I need a proof for this binomial property.

[T.Rex]

Hi,
I've spent dozen of hours searching by my-self and dozen of hours searching on the Web. Now I need help.
Who could provide a proof for this binomial property ? I need it for another proof.
Thanks
Tony

Let: F_n=2^{2^n}+1 , n \geq 2 .

Prove: F_n \text{ prime } \Longrightarrow
F_n \mid A_{k_n} , \text{ where } k_n=2^{3 \times 2^{n-2}-1} \text{
and } A_{k_n} = \sum_{i=0}^{k_n/2}{k_n \choose 2i}
2^i
Examples:
n=2 , F_2=17 , k_2=4 , A_{k_2}=17
n=3 , F_3=257 , k_3=32 , A_{k_3}=257*1409*2448769
n=4 , F_4=65537 , k_4=2048 , A_{k_4}=\text{very big} \equiv 0 \
(\text{mod} F_4)
n=5 , F_5=4294967297 , k_5=8388608 , A_{k_5}=\text{VERY big} \neq 0 \ (\text{mod} F_5)

[T.Rex]

The formula can be checked with this PARI/gp program:

binomialmod(a,b,p)= B=1; while(a!=0 && b!=0,a_=a%p;b_=b%p;a=(a-a_)/p;b=(b-b_)/p; B=(B*(binomial(a_,b_)%p)%p)); return(B)

l(n)=S=0;F=2^2^n+1;k=2^(3*2^(n-2)-1);for(i=0,k/2, B=(binomialmod(k,2*i,F)*((2^i)%F))%F;S=(B+S)%F); print(n," ",F," ",k," ",S)

l(2)

[geraldmcgarvey]

I don't have a proof, but maybe this link can help if you haven't seen it already:

http://www.research.att.com/cgi-bin/access.cgi/as/njas/sequences/eisA.cgi?Anum=A000215

Are you trying to prove that only the first 5 numbers in this sequence are prime?
If you can, it's certainly worth doing.

[Hurkyl]

Well, you do know that


\sum_{i=0}^n {n \choose i} x^n = (1+x)^n


right?

Maybe it would help to see if you can do sequence manipulations to eliminate the odd terms from this sequence...

(then again, it might not)

[geraldmcgarvey]

something to note, 17 and 886731088897 are both in the sequence described at this link:

http://www.research.att.com/cgi-bin/access.cgi/as/njas/sequences/eisA.cgi?Anum=A001541

specifically they are at offsets 2 and 16 respectively.

[T.Rex]

Hi Gerald, Hurkyl,

Thanks trying to help me.
The formula I give in the first post of this thread gives Pell numbers.
While studying a certain Lucas Sequence, I found that it seemed that this Lucas Sequence could give a fastest proof of Fermat numbers primality than Pepin's test. Then I wrote a paper (no proof, only computing facts plus historical facts from E. Lucas) explaining that. The formula appeared when I tried to find other ways for computing the Pell Sequence.

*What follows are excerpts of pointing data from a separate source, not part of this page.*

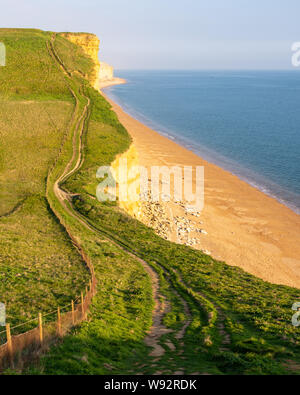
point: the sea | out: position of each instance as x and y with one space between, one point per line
247 122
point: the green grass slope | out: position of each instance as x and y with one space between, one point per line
39 267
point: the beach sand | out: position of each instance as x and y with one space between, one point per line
244 227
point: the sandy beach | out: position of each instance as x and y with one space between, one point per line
239 224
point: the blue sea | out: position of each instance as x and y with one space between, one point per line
247 122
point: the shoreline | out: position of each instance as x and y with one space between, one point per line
107 83
240 224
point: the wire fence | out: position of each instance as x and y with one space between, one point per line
17 350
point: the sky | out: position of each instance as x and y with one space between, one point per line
172 34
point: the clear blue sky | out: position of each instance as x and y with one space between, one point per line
172 34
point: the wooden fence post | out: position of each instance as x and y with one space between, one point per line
59 322
9 345
82 305
73 313
41 328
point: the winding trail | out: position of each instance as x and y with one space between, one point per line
156 338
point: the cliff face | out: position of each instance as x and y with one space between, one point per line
90 44
106 72
130 179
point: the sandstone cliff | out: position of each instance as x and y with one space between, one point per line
130 179
90 44
106 72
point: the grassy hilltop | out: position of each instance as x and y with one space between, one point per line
218 319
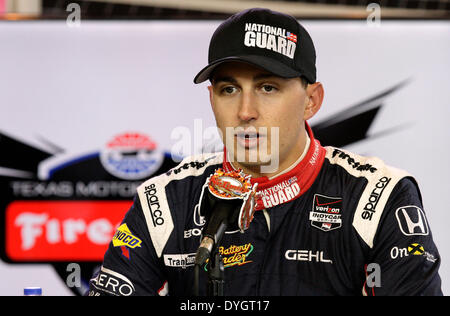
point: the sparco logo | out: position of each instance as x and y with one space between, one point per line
193 164
375 195
153 205
354 164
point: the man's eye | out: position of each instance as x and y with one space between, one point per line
228 90
268 88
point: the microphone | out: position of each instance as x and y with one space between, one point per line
227 200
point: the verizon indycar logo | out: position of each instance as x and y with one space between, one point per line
326 212
131 156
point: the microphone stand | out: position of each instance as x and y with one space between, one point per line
215 275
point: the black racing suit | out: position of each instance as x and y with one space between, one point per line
356 227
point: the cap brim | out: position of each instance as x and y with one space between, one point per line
266 63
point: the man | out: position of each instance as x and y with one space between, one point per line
327 221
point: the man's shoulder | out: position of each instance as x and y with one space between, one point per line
381 183
362 166
155 202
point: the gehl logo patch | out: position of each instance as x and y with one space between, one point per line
124 237
326 212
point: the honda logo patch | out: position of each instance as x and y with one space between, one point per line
326 212
412 221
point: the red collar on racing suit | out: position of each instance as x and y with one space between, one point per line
291 184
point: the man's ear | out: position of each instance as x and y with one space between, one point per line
314 99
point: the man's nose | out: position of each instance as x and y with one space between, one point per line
248 108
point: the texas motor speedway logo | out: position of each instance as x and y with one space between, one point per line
59 207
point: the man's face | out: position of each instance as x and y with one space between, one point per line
260 116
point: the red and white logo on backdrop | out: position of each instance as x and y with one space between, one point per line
61 230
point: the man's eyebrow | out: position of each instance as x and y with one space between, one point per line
215 80
264 76
233 80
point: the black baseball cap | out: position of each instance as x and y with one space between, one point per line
268 39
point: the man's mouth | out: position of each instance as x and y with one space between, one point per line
248 140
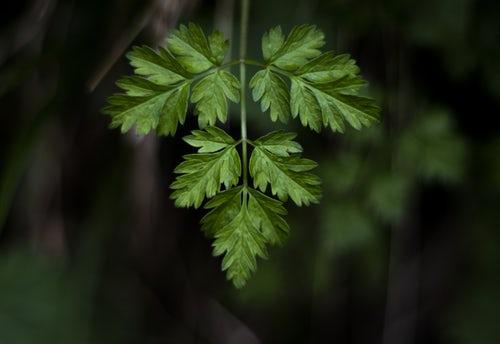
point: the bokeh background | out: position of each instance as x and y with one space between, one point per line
404 247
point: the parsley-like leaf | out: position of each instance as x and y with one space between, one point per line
159 66
301 45
210 96
324 87
148 106
272 91
202 174
194 51
242 221
209 140
279 143
288 176
157 96
328 67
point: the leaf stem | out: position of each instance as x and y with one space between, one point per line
245 5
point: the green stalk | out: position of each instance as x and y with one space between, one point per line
245 5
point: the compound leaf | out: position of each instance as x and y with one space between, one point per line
272 91
272 42
159 67
305 105
242 221
267 214
211 94
287 175
328 67
194 51
332 103
279 143
148 106
301 45
209 140
157 96
202 174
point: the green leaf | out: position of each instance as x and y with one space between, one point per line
279 143
287 175
148 106
272 91
210 96
242 221
267 214
300 46
194 51
332 103
209 140
328 67
305 105
201 175
272 42
159 67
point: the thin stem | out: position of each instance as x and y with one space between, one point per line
245 5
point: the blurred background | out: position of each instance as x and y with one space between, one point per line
404 247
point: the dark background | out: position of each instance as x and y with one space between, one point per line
404 247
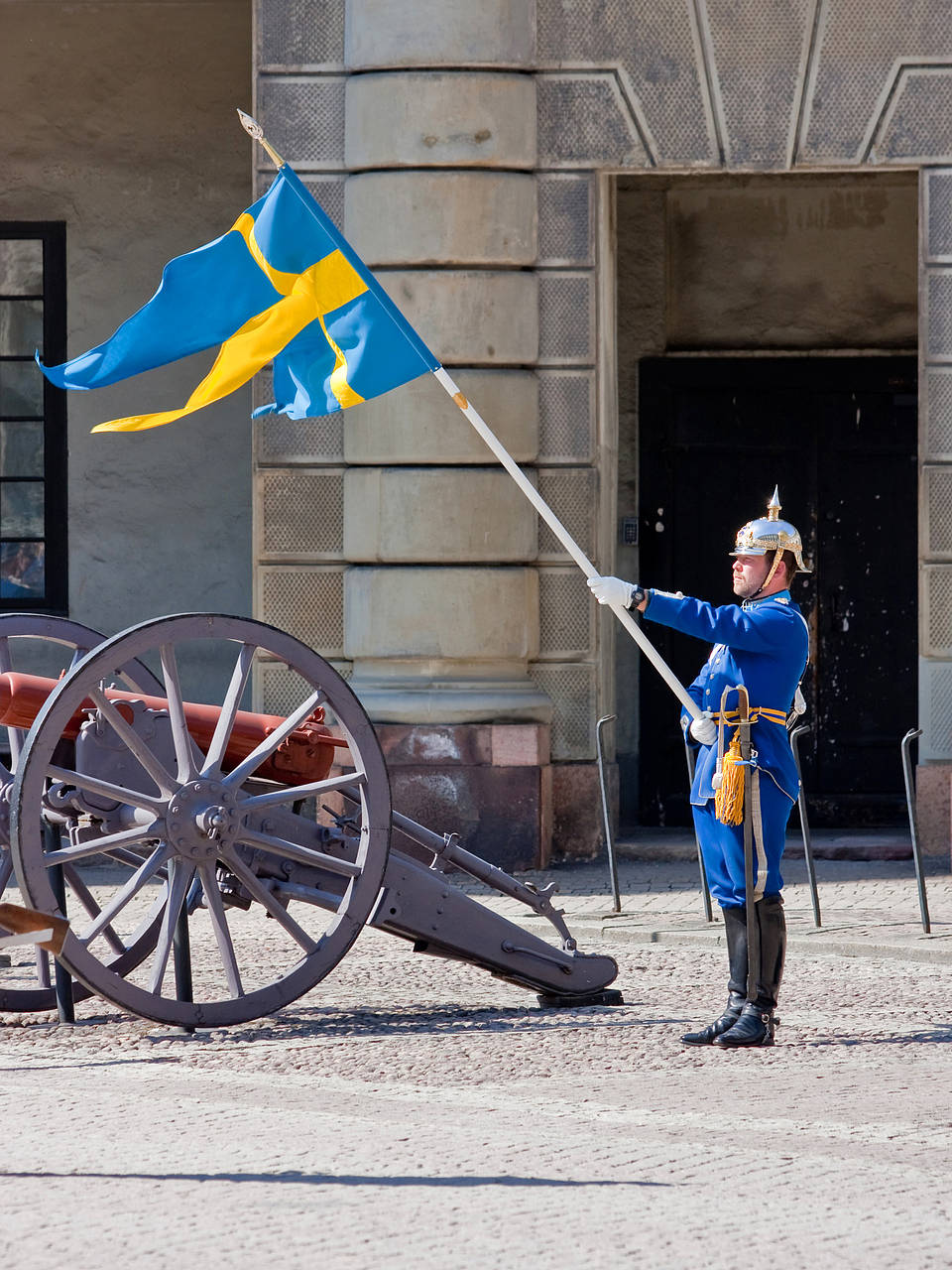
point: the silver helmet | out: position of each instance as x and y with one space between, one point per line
771 534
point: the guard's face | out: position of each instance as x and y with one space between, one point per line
749 572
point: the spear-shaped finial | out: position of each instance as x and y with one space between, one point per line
254 130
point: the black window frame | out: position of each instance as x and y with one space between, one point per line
55 599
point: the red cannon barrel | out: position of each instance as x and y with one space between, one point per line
304 754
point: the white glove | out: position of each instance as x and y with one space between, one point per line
611 590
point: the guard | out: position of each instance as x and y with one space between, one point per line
763 645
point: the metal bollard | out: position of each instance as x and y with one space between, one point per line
912 825
803 824
702 867
607 816
64 1006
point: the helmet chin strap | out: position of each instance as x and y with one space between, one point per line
777 558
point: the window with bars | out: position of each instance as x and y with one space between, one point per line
32 418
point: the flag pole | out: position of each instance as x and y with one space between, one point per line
570 545
254 130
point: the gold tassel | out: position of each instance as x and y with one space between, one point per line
729 797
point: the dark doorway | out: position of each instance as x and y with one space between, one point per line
839 437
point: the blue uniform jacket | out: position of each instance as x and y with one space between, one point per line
765 645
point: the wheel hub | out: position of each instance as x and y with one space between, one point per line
202 818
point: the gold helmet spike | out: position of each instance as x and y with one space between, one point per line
771 534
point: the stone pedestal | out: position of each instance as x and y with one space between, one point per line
489 783
578 829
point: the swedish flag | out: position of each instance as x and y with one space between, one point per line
282 286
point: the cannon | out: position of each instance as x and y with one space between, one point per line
264 839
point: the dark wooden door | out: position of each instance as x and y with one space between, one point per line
839 439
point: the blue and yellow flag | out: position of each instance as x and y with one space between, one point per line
282 286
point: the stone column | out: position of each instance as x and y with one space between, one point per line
389 536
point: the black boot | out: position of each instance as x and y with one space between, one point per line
735 924
756 1025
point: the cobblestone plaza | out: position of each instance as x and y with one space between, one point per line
413 1111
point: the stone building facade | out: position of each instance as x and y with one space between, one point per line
540 187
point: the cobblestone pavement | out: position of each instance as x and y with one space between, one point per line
414 1111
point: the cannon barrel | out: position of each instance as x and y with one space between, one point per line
306 754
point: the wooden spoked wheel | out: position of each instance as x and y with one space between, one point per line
40 644
282 896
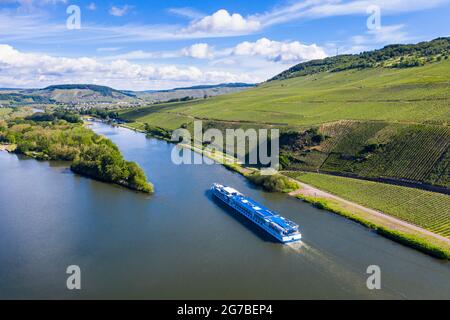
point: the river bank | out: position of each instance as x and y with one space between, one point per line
182 244
385 225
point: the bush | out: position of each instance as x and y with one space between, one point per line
273 183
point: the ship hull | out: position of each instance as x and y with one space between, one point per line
229 202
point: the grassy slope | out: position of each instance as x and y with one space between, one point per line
425 209
377 105
417 95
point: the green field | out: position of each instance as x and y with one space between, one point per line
418 95
429 210
402 113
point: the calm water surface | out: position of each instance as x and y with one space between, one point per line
180 242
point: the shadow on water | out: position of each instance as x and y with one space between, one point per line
241 219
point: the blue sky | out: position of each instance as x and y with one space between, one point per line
142 45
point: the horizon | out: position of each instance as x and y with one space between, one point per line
160 46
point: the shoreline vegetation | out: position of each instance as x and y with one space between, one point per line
62 136
415 240
389 229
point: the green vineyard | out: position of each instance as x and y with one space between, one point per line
413 152
426 209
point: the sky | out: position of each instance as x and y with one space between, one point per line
152 45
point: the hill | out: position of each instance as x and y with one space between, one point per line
380 123
97 95
411 95
190 93
392 56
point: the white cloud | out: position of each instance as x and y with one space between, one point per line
373 39
119 11
198 51
186 12
222 22
38 70
276 51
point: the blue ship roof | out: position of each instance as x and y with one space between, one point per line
265 213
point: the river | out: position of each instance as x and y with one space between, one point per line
180 243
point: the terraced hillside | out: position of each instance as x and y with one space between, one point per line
429 210
417 95
380 116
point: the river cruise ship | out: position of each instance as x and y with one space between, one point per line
279 227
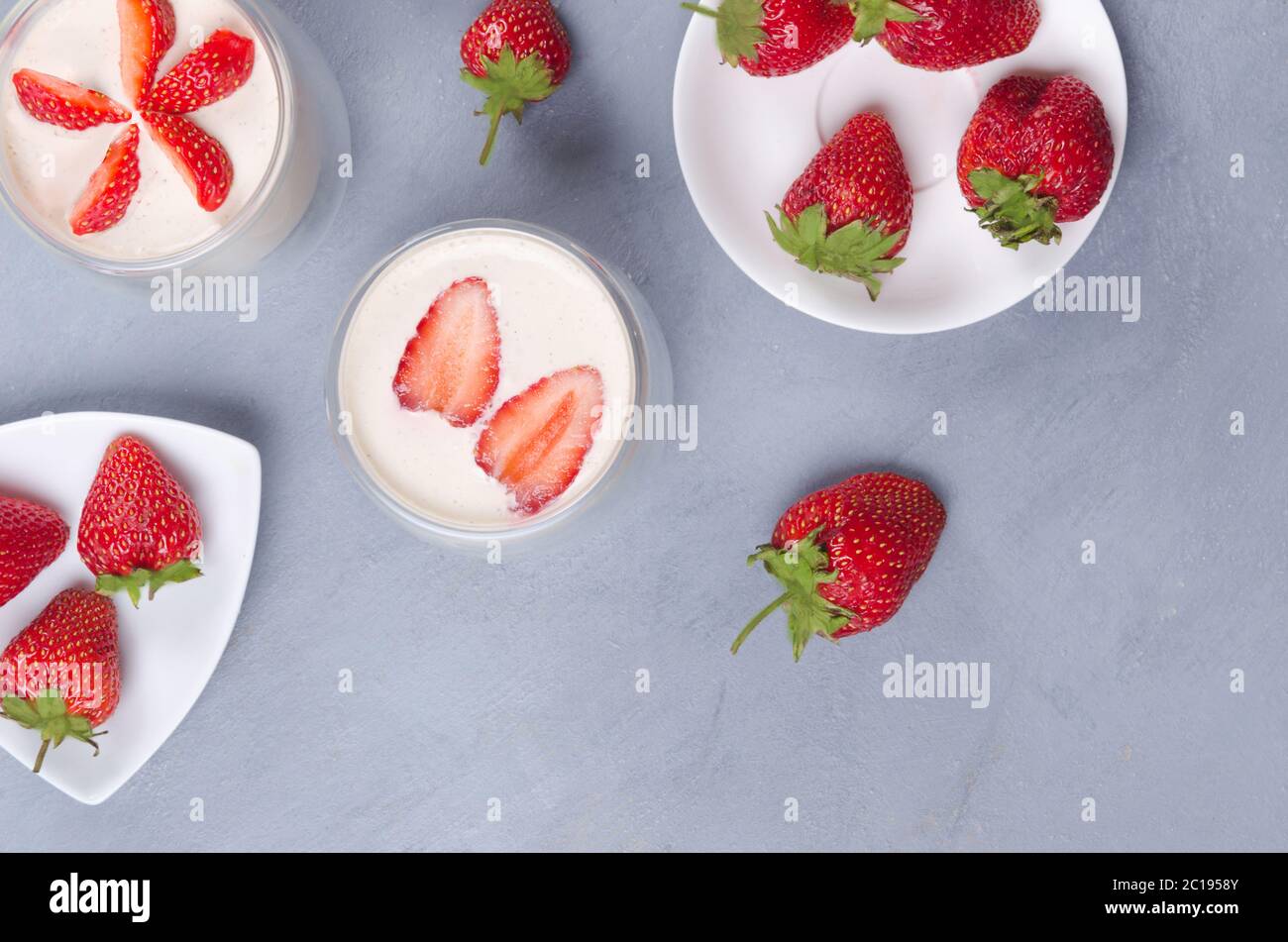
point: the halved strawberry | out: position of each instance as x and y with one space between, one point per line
200 158
147 34
206 75
536 444
111 188
55 102
454 364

I talked about this in another thread in this forum:
http://www.physicsforums.com/showthread.php?t=49778
and here is my paper: http://tony.reix.free.fr/Mersenne/PrimalityTest4FermatNumbers.pdf

I looked at the A000 sequences you talked about, but found no help.

About the (1+x)^n formula, yes I thought about using it, but I failed finding any way for finding some other formula where the Fermat number appears clearly.

If you have time, read my paper. I think I missed many things. But, what's interesting is that Edouard Lucas himself provided a theorem using the Pell Sequence that is very close to the one I talk about.
But, all of that seems to complex for me.

If someone could make a study of the period of Pell numbers modulo Fermat numbers of primes, that would help.

Regards,
Tony

[Hurkyl]

Well, note that:


(1+x)^n = \sum_{i=0}^n {n \choose i} x^i


(1-x)^n = \sum_{i=0}^n {n \choose i} (-x)^i


(1+x)^n + (1-x)^n = \sum_{i=0}^n {n \choose i} (x^i + (-x)^i)


(1+x)^n + (1-x)^n = 2 \sum_{i=0}^{n/2} {n \choose 2i} x^{2i}


\frac{1}{2} (1+\sqrt{2})^{k_n} + (1-\sqrt{2})^{k_n}
= \sum_{i=0}^{k_n/2} {k_n \choose 2i} 2^i


Ick, so it involves square roots. :tongue: Maybe you can do the problem in a number field? I.E. use \mathbb{Z}[\sqrt{2}] instead of \mathbb{Z}. (Or are you supposed to use \mathbb{Z}[(1 + \sqrt{2})/2]? I can't remember)

Does 2 have any square roots in Z mod F_n?